Ein australischer Rucksacktourist in den Vancouver-Riots erwischt.
Gepostet am 23. Juni 2011 • 6 Minuten • 1145 Wörter
Table of contents
- Wir wollten nur ein Foto
- Konfrontation mit der Riot-Polizei
- Einschüchterung mit Schildern und Schlagstöcken
- Tränengas beginnt sich zu verziehen
- Dann erwachte ich
- Mit Liebe abgeriegelt
- Zerschlagene Fenster waren verriegelt und wurden bereits zu bemalen begonnen. Nachrichten der Hoffnung. Nachrichten des Ärgers. Nachrichten der Liebe. “Dies ist UNSERE Stadt, danke an alle, die beim Aufräumen geholfen haben!” - “Ich liebe Van” - “Ewige Solidarität” - “Vancouverer sind wunderschön”. Innerhalb von Tagen waren diese Tafeln vollgeschrieben, es gab kaum noch Platz zum Schreiben. Unterstützer verkauften weiße Stoffstücke, auf denen man malen konnte, der Erlös ging an die Reinigung von Vancouver.

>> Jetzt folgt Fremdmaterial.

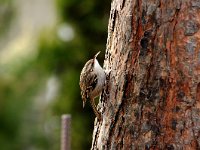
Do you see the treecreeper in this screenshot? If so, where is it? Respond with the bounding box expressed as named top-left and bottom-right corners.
top-left (79, 51), bottom-right (106, 121)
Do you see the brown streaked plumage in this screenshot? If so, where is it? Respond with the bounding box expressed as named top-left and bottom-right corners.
top-left (79, 52), bottom-right (106, 120)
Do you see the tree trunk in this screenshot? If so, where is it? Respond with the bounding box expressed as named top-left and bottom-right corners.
top-left (91, 0), bottom-right (200, 150)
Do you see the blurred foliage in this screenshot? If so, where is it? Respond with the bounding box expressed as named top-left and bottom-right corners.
top-left (0, 0), bottom-right (14, 37)
top-left (0, 0), bottom-right (110, 150)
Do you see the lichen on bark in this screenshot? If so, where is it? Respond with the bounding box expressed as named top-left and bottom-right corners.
top-left (91, 0), bottom-right (200, 150)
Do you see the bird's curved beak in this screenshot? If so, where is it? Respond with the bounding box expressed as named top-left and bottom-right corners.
top-left (94, 51), bottom-right (101, 59)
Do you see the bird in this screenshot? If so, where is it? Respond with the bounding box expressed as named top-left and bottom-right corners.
top-left (79, 51), bottom-right (106, 120)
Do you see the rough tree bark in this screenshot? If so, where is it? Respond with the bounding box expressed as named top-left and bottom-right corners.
top-left (91, 0), bottom-right (200, 150)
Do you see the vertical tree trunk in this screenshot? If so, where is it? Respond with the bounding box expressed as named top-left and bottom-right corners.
top-left (91, 0), bottom-right (200, 150)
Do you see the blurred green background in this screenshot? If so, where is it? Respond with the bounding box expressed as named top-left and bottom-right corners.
top-left (0, 0), bottom-right (110, 150)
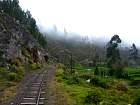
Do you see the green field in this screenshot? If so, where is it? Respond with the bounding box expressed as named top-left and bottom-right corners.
top-left (56, 65), bottom-right (140, 105)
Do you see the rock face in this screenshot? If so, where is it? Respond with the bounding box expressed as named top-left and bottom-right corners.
top-left (0, 13), bottom-right (44, 66)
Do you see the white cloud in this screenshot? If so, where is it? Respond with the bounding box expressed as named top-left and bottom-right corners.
top-left (20, 0), bottom-right (140, 45)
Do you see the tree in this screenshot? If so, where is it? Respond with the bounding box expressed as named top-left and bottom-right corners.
top-left (129, 43), bottom-right (138, 60)
top-left (106, 35), bottom-right (122, 75)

- Ein herzerwärmender Anblick
Wie mittlerweile jeder weiß, herrschte Chaos in den Innenstadtstraßen von Vancouver nach dem Spiel 7 zwischen den Canucks und den Bruins. Die Geschichte wurde mittlerweile totgeschlagen. Wir alle wissen, dass Fenster eingeschlagen, Menschen verletzt, Autos angezündet und Geschäfte geplündert wurden. Was viele Menschen nicht realisieren, ist, dass sich auch ganz normale Rucksacktouristen und Touristen mitten im Tränengas, dem prügelnden Einsatz von Riot-Schilden und dem Wahnsinn befanden, ohne irgendwo hingehen zu können. Während ich im Kelowna Samesun Hostel war, habe ich einige Drinks mit einem jungen Australier getrunken. Er war 23 Jahre alt und blieb in einem der örtlichen Hostels in der Innenstadt von Vancouver. Mitten im ganzen Chaos. Wir unterhielten uns und er erzählte mir seine ganze Geschichte darüber, wie er die Dinge erlebt hat. Er möchte anonym bleiben, aber er stimmte zu, dass ich seine Geschichte teilen darf. Das Folgende wird aus seiner Sicht geschrieben.
Wir wollten nur ein Foto
Ich sah das Spiel mit ein paar Freunden, die ich an dem Tag kennengelernt hatte, und nach der Niederlage hörten wir von Leuten, dass Unruhen ausgebrochen seien. Es hieß, dass in der Georgia Street die Dinge verrückt wurden und bereits ein Auto in Brand gesteckt worden war. Im Nachhinein war die nächste Entscheidung, die ich traf, wahrscheinlich nicht sehr klug, aber Bier und Neugier machen einen verrückte Dinge tun. Wir verließen das Hostel in der Hoffnung, ein schnelles Foto von den Riots zu bekommen, um sagen zu können “wir haben gesehen, was am Tag passiert ist, an dem die Canucks verloren haben”.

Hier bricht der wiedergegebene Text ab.